Later in the year RNZB will restage its production of Christopher Hampson’s Cinderella and in November Gillian Murphy will take the lead role in a new staging of Giselle to be co-produced by Stiefel and that exceptional interpreter of the role of Albrecht, Johann Kobborg.

tonia-looker-2012-giselle-h-photo-ross-brown1

Tonia Looker in a study for Giselle 2012. Photo: © Ross Brown. Courtesy Royal New Zealand Ballet

  • Memory lane

Canberra is currently in the middle of Floriade, its annual celebration of spring (although the weather is decidedly cold). I have never forgotten a remarkable Floriade, the only one I have ever attended I have to admit, back in 1990. The Meryl Tankard Company was then Canberra’s resident dance company and Tankard staged Court of Flora outdoors against the backdrop of Commonwealth Gardens.

Inspired by the engravings in J. J. Grandville’s book, Les Fleurs animées first published in 1847, Court of Flora was given eleven performances in October 1990. Its spectacular costumes, designed by Sydney-based couturier Anthony Phillips, drew sighs of delight from audiences. So too did the ability of Tankard’s dancers to pose decoratively behind bushes and around trees while at the same time investing the flowers that they represented with clearly discernible human qualities, as indeed Grandville had done with his illustrations. In particular, an impish Paige Gordon as Thistle and an elegant Carmela Care as Rose still remain in the mind’s eye.

  • The Little Mermaid

I continue to be confounded by Rex Reid’s Little Mermaid, the version he made for Laurel Martyn’s Victorian Ballet Company in 1967. All sources seem to indicate that it opened as part of a mixed bill on 1 September 1967, but reviews seem to have appeared in Melbourne papers on the same day, 1 September.
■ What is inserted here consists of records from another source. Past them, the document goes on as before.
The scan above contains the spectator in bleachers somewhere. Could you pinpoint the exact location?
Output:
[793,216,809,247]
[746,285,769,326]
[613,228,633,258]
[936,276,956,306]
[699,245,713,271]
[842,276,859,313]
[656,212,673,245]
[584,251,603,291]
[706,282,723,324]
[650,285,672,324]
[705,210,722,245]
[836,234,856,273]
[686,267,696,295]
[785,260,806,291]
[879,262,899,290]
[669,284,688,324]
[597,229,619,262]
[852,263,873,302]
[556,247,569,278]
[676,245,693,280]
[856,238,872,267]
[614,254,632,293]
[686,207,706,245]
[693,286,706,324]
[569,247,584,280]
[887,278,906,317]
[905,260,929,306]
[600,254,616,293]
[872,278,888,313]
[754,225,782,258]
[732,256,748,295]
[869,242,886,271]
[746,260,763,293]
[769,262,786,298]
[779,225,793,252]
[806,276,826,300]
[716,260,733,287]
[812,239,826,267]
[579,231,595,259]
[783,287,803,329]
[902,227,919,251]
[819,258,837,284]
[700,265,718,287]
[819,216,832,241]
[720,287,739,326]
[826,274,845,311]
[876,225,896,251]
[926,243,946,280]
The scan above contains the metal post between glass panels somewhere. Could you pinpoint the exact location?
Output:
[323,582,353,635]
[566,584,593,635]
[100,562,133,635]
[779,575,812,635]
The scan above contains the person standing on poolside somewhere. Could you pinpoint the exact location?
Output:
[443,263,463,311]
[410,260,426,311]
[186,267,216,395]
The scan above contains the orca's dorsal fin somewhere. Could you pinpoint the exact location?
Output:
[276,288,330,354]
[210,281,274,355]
There is probably a simple explanation—perhaps there was a preview before 1 September to which reviewers were invited? But if anyone was there and can assure me that it did open on 1 September, despite reviews appearing on the same day, I would be thrilled to hear.

  • Site news

Traffic across the site during September increased by over 20% compared with August, due largely to the exceptional interest in Romeo and Juliet. The review attracted a large number of visits, more than any other post in the two year history of the site. Not surprisingly visits from Melbourne topped the list. Other Australian cities generating significant numbers of visits during September were, in order, Sydney, Canberra, Brisbane and Adelaide.

Some small updates will be made to the site in the next few weeks. On the home page I am having a link to the full tag cloud inserted under the list of top 20 tags. This will facilitate searching from the home page.

I am also having two new sub-pages added to the Resource page. One will be for National Library of Australia articles and will allow me to separate articles written for National Library of Australia News/The National Library Magazine from other online publications. The second will be for articles written for theatre programs.